Design and Architecture of Data Science Pipelines

Data science processes are becoming an integral component of many software systems today. In data-driven software, the processes are organized in several stages such as data acquisition, data preprocessing, modeling, training, evaluation, prediction, and so on, where the data flow from one stage to another. The stages with different subtasks, their connections, and feedback loops, create a new kind of software architecture called Data Science Pipeline. In order to design and build software systems with data science stages effectively, we must understand the structure of the data science pipelines. We demonstrated the importance of standardization and analysis framework for data science pipelines. We took the first step to understand the architecture and patterns of data science pipelines from theory and practice. 

We conducted a three-pronged study to draw observations from pipelines in the literature and popular press, smaller data science tasks, and large projects. They investigated the representation of the pipeline structure, its organization, and characteristics. What are the typical stages of a data science pipeline? How are they connected? Do the pipelines differ in the theoretical representations and that in the practice?
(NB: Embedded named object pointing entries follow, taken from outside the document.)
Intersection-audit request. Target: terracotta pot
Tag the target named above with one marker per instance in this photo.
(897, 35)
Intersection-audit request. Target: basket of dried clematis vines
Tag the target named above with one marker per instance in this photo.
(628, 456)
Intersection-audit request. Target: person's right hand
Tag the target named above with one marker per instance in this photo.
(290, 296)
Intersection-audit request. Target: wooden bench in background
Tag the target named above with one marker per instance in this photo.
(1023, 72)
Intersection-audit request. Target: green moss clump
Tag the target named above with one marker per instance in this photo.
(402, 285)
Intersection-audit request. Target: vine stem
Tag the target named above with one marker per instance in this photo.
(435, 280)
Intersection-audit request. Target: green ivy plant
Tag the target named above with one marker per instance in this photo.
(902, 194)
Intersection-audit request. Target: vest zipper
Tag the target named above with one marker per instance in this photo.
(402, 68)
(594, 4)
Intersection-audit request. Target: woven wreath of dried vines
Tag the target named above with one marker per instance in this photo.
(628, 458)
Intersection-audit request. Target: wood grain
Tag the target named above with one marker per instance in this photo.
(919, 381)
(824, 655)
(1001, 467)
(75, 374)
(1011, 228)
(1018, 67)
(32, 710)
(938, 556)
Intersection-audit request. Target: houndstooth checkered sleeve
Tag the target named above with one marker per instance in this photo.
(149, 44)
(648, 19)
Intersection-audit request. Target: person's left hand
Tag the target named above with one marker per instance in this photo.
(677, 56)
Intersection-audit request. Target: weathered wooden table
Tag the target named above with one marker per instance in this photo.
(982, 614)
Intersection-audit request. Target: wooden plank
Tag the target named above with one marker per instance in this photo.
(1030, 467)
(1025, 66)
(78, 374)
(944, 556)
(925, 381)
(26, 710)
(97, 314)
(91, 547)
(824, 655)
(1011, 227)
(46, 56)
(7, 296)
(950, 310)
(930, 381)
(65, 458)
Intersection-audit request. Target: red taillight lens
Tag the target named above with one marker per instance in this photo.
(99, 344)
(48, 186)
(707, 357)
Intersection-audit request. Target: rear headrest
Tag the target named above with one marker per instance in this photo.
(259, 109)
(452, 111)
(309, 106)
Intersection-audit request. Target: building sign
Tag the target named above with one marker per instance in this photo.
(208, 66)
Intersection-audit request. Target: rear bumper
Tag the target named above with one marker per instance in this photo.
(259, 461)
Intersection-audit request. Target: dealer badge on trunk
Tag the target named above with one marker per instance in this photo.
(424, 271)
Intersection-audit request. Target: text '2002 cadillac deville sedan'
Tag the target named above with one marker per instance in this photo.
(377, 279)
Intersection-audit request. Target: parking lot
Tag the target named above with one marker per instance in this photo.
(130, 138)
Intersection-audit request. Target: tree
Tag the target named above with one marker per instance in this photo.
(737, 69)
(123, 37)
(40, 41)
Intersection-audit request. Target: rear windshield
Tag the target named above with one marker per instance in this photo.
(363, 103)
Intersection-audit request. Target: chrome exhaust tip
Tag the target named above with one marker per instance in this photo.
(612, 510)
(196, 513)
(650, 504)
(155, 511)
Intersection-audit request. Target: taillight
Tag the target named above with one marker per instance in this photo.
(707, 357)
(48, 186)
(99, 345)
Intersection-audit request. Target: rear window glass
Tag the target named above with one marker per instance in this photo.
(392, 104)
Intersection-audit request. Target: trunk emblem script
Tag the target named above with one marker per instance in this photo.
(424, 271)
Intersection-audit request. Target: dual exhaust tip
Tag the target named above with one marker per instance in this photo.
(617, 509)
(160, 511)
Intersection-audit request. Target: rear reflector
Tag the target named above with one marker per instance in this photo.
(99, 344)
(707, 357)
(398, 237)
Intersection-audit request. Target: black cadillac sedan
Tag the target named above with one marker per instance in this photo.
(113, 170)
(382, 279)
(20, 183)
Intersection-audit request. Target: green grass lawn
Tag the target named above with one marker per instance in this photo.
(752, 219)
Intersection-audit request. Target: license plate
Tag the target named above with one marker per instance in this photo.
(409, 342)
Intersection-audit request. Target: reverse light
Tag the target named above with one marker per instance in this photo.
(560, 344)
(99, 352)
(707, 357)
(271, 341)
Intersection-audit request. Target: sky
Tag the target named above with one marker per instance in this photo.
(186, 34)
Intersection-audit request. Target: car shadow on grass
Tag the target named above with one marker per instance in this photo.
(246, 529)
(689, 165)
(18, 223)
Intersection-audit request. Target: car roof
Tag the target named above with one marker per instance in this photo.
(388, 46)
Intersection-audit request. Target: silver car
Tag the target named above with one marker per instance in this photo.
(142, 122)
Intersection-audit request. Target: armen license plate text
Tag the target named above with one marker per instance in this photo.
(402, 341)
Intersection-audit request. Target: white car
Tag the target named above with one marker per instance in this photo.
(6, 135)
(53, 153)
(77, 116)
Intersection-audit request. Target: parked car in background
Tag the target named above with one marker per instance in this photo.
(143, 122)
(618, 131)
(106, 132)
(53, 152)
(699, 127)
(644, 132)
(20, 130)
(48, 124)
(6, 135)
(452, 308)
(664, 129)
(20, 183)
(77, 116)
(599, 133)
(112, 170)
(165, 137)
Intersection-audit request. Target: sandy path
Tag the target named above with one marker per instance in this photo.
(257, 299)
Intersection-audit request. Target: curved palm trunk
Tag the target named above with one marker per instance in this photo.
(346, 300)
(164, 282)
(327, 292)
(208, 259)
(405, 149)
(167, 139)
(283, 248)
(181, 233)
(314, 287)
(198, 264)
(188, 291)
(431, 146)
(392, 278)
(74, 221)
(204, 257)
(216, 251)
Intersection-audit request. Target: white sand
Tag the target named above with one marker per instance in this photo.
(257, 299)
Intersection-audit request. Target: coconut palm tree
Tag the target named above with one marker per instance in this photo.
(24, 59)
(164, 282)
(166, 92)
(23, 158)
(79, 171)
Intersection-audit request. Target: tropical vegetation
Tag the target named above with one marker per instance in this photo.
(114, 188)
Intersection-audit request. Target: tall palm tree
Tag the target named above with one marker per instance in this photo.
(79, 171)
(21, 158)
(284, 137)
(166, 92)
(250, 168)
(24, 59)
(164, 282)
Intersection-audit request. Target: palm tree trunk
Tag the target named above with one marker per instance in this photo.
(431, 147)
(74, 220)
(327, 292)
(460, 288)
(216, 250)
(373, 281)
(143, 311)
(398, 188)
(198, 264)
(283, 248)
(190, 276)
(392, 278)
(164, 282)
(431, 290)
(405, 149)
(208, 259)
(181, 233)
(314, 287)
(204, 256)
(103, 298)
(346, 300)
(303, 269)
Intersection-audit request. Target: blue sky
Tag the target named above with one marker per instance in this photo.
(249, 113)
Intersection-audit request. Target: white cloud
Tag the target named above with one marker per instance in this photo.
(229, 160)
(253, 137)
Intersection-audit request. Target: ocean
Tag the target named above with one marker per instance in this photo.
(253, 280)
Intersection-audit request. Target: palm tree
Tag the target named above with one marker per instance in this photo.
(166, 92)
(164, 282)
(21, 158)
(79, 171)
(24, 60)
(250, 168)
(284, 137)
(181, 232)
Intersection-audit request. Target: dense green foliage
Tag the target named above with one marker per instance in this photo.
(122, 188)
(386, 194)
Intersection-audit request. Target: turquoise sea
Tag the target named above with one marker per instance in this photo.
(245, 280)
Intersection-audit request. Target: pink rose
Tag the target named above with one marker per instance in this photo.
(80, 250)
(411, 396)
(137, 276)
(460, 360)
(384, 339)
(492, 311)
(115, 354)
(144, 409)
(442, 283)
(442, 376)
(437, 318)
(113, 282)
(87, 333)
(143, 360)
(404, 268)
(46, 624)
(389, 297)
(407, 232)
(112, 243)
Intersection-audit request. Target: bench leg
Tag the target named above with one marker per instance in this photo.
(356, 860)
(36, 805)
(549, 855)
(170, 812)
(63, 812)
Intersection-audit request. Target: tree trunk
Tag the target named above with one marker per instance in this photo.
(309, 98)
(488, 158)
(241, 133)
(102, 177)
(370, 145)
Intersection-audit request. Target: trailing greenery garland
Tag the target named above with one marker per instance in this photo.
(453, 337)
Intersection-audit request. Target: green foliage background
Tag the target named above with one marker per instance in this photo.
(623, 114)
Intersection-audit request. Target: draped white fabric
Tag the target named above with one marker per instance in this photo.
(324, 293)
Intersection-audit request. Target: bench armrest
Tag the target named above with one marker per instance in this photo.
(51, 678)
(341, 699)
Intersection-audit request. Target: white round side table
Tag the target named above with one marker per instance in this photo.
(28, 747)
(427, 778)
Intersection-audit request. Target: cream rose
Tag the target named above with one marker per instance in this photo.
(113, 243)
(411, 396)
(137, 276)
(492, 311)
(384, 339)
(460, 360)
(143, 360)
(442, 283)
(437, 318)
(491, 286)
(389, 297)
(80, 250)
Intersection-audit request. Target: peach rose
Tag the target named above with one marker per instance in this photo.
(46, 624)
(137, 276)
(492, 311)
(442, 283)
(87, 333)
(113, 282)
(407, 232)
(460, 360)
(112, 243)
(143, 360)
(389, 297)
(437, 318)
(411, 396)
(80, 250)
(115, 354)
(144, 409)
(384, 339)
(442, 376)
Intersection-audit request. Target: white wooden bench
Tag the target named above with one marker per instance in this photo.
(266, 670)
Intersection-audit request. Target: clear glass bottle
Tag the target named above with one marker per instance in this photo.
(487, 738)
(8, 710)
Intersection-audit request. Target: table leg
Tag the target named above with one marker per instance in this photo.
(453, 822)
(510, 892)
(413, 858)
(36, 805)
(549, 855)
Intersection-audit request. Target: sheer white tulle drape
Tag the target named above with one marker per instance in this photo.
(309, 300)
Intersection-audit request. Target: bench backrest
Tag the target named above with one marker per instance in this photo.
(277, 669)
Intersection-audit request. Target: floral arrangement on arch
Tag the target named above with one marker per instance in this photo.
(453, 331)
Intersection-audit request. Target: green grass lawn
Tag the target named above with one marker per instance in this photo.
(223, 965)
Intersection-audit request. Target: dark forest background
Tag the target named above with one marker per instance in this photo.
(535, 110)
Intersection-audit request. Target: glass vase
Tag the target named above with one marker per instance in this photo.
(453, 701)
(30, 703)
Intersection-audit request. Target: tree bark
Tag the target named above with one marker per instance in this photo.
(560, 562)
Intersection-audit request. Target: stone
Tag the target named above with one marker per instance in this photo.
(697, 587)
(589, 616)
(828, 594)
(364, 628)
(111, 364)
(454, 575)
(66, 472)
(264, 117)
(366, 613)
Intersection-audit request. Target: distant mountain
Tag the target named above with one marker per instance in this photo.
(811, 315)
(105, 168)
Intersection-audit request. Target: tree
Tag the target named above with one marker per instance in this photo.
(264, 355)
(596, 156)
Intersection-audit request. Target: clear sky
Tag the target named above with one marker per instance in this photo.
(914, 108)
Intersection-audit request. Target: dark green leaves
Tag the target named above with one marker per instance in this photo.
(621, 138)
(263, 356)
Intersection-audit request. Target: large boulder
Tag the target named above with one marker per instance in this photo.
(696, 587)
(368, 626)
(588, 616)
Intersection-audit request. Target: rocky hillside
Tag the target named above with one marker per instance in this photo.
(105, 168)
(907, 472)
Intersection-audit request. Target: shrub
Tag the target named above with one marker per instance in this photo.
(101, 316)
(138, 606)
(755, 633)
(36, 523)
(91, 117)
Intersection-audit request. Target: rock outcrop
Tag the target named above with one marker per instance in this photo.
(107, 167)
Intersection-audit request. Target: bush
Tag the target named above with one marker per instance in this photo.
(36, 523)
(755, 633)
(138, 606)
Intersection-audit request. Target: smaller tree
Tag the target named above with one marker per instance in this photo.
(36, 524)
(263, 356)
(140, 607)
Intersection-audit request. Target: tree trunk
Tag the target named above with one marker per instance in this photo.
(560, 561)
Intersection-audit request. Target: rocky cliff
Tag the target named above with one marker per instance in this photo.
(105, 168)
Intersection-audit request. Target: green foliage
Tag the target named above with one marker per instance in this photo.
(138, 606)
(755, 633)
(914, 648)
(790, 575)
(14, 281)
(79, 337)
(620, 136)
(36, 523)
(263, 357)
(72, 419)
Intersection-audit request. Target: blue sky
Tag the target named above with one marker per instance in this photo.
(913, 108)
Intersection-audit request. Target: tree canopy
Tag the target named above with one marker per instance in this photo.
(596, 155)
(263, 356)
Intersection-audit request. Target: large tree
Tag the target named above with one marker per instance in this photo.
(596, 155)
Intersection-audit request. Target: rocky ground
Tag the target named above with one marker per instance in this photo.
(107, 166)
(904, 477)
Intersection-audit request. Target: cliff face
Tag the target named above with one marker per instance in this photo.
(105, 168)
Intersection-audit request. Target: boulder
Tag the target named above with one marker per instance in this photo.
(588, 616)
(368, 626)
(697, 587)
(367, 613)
Today we do not fully understand these architectural characteristics. The study resulted in three representative pipeline structures. The work also informs the terminology and design criteria for pipelines. For example, a number of stages from theory are absent in the pipelines in small data science programs without a clear separation of stages. On the other hand, the pipelines in large data science projects develop complex pipelines with feedback loops and sub-pipelines. The stage boundaries are stricter in large projects, which is necessary for scalability, maintenance, and testing of pipelines. The results will facilitate pipeline architects, practitioners, and software engineering teams to compare with existing and representative pipelines. For instance, a data scientist can identify whether the pipeline is missing any important stage or feedback loops in an earlier stage of development lifecycle, which will save much time and effort.

We presented the results of the paper entitled “The Art and Practice of Data Science Pipelines: A Comprehensive Study of Data Science Pipelines In Theory, In-The-Small, and In-The-Large”, in the research technical track of the 44th International Conference on Software Engineering (ICSE 2022) held in Pittsburgh, PA, USA from May 21-29, 2022.

The project has been supported in part by the National Science Foundation TRIPODS institute at ISU called D4 (Dependable Data-Driven Discovery). D4 has a broader goal of increasing dependability in data science pipelines by addressing various critical properties of pipelines such as fairness, complexity, uncertainty, and so on. The preprint of the paper is now available. Also, the artifact containing data and code are evaluated and published for future work in the area.